A job is created automatically whenever a workflow runs on a schedule; see Create a workflow. A job is also created whenever you run a workflow; see Run a workflow.

For general information, see Jobs.

List jobs

To list jobs, use the UnstructuredClient object’s jobs.list_jobs function (for the Python SDK) or the GET method to call the /jobs endpoint (for curl or Postman).

To filter the list of jobs, use one or both of the following ListJobsRequest parameters (for the Python SDK) or query parameters (for curl or Postman):

  • workflow_id=<workflow-id>, replacing <workflow-id> with the workflow’s unique ID. To get this ID, see List workflows.
  • status=<status>, replacing <status> with one of the following job statuses: failed, finished, or running.

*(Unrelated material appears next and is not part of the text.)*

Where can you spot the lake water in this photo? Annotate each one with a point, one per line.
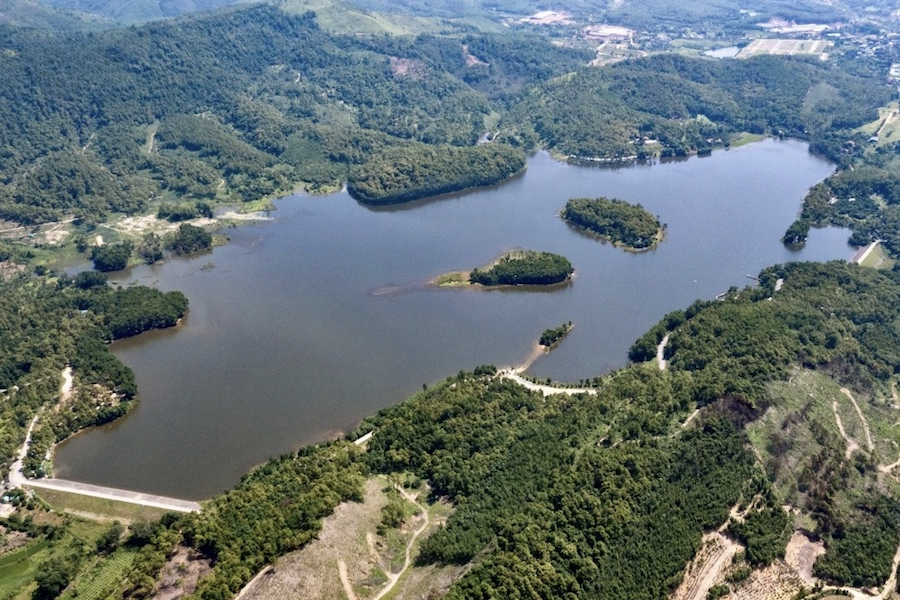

For curl or Postman, you can specify multiple query parameters as ?workflow_id=<workflow-id>&status=<status>.

Get a job

To get information about a job, use the UnstructuredClient object’s jobs.get_job function (for the Python SDK) or the GET method to call the /jobs/<job-id> endpoint (for curl or Postman), replacing <job-id> with the job’s unique ID. To get this ID, see List jobs.

Cancel a job

To cancel a running job, use the UnstructuredClient object’s jobs.cancel_job function (for the Python SDK) or the POST method to call the /jobs/<job-id>/cancel endpoint (for curl or Postman), replacing <job-id> with the job’s unique ID. To get this ID, see List jobs.